# Install led strip fog light questions



## 99_XC600 (Feb 24, 2013)

This kit only comes with a relay, no switch is included. So you have 2 options.

1. Wire it into the existing DRL circuit. The fog's will be on all the time.
2. Install a separate switch and hook it into battery power from a circuit in the fuse panel.


----------



## Zachlava (Aug 1, 2013)

99_XC600 said:


> This kit only comes with a relay, no switch is included. So you have 2 options.
> 
> 1. Wire it into the existing DRL circuit. The fog's will be on all the time.
> 2. Install a separate switch and hook it into battery power from a circuit in the fuse panel.


I'm thinking the DRL circuit since its the easiest and right next to where the leds will be


Sent from AutoGuide.com Free App


----------



## 7becker7 (Apr 2, 2013)

I picked up a fuze splitter and tapped into an ignition fuze so they run whenever the car is running. Pretty easy to do and you could always move the fuze splitter to a different location if youd like them to be on with the DRL.


----------



## Mick (Dec 31, 2011)

7becker7 said:


> I picked up a fuze splitter and tapped into an ignition fuze so they run whenever the car is running. Pretty easy to do and you could always move the fuze splitter to a different location if youd like them to be on with the DRL.
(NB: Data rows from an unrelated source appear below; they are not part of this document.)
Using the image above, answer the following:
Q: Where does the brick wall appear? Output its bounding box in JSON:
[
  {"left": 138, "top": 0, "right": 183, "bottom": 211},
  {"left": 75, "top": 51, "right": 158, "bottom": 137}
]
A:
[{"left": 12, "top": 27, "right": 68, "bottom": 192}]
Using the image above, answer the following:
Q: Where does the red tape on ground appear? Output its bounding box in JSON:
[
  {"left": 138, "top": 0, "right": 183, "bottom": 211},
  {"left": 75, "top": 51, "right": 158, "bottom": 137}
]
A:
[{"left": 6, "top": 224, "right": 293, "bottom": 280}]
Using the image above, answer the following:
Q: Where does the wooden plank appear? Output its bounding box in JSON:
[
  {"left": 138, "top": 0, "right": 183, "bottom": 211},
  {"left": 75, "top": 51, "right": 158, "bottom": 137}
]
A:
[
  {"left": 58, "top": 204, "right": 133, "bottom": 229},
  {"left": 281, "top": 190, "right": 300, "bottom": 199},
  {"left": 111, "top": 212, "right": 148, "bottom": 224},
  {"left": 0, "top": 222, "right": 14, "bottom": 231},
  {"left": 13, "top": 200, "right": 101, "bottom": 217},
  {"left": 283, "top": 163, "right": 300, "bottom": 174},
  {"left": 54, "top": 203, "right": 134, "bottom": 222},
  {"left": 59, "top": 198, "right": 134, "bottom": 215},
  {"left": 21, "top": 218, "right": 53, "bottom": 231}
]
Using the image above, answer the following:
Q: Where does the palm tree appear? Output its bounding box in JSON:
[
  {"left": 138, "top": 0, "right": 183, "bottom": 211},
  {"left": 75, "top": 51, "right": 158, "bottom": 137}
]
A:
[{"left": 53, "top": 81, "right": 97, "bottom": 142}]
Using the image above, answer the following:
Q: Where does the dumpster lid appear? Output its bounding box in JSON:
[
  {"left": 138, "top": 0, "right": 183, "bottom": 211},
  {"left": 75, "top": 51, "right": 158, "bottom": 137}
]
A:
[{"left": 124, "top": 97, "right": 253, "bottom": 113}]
Can you write up done obstructions on this? I'd like mine on when car is running.

Sent from AutoGuide.com Free App


----------



## MotoX9928 (Sep 3, 2013)

If you dont have existing fog lights in your car are these easy to add? I am purchasing these myself and want to hook them up in a way that they are on when the car is on. So like any normal DRLs would work.


----------



## Zachlava (Aug 1, 2013)

Hey guys my package came in. Ill post all the pictures of what came. It comes with a wiring harness too I'm not sure what to do with it






















Pretty sure I could plug the wire from the LEDs into the wire that comes from the car where there isn't fogs but I know there's a wire there. Not sure why there's a harness. Any ideas?


Sent from AutoGuide.com Free App


----------



## Zachlava (Aug 1, 2013)

When my car got hit I noticed that wire in there.. Is that a harness already installed?


Sent from AutoGuide.com Free App


----------



## CoB (Sep 1, 2013)

I would like to hear how you make out with these. I've been looking at them myself.

Also... please post pictures when you're finished.


----------



## Zachlava (Aug 1, 2013)

Absolutely.. Ill try to do a write up too if I can.. Guess I'm just gonna have to go into this and improvise


Sent from AutoGuide.com Free App


----------



## JstCruzn (Mar 19, 2013)

Zachlava said:


> Absolutely.. Ill try to do a write up too if I can.. Guess I'm just gonna have to go into this and improvise
> 
> 
> Sent from AutoGuide.com Free App


Any luck with the install?


----------



## Zachlava (Aug 1, 2013)

I got it. Want a write up?


Sent from AutoGuide.com Free App


----------



## 99_XC600 (Feb 24, 2013)

Zachlava said:


> I got it. Want a write up?
> 
> 
> Sent from AutoGuide.com Free App


Yes please and pic's of the finished install as well


----------



## mikeeitup (Aug 27, 2013)

Post pics of it installed! I was gonna buy this but I wanna see how it looks first. Thanks!
Mike


----------



## Vetterin (Mar 27, 2011)

Zachlava said:


> View attachment 34730
> 
> 
> 
> ...


Yes it is...............but it's for your outside air temperature sensor.


----------



## MDee (Feb 26, 2013)

Zachlava said:


> I got it. Want a write up?
> 
> 
> Sent from AutoGuide.com Free App



i have the same lights. here are a few pics of them installed. i would really like to see the write up of how you did it. mine work, but i have a small problem with them. i can explain in detail if requested.
(sorry for bad pic quality. lights are not that blue in real life.)


----------



## WiseManWhite (Aug 10, 2013)

I've been thinking about getting these too. Can't wait to read about how the installation went, as well as how they look on your Cruze.


----------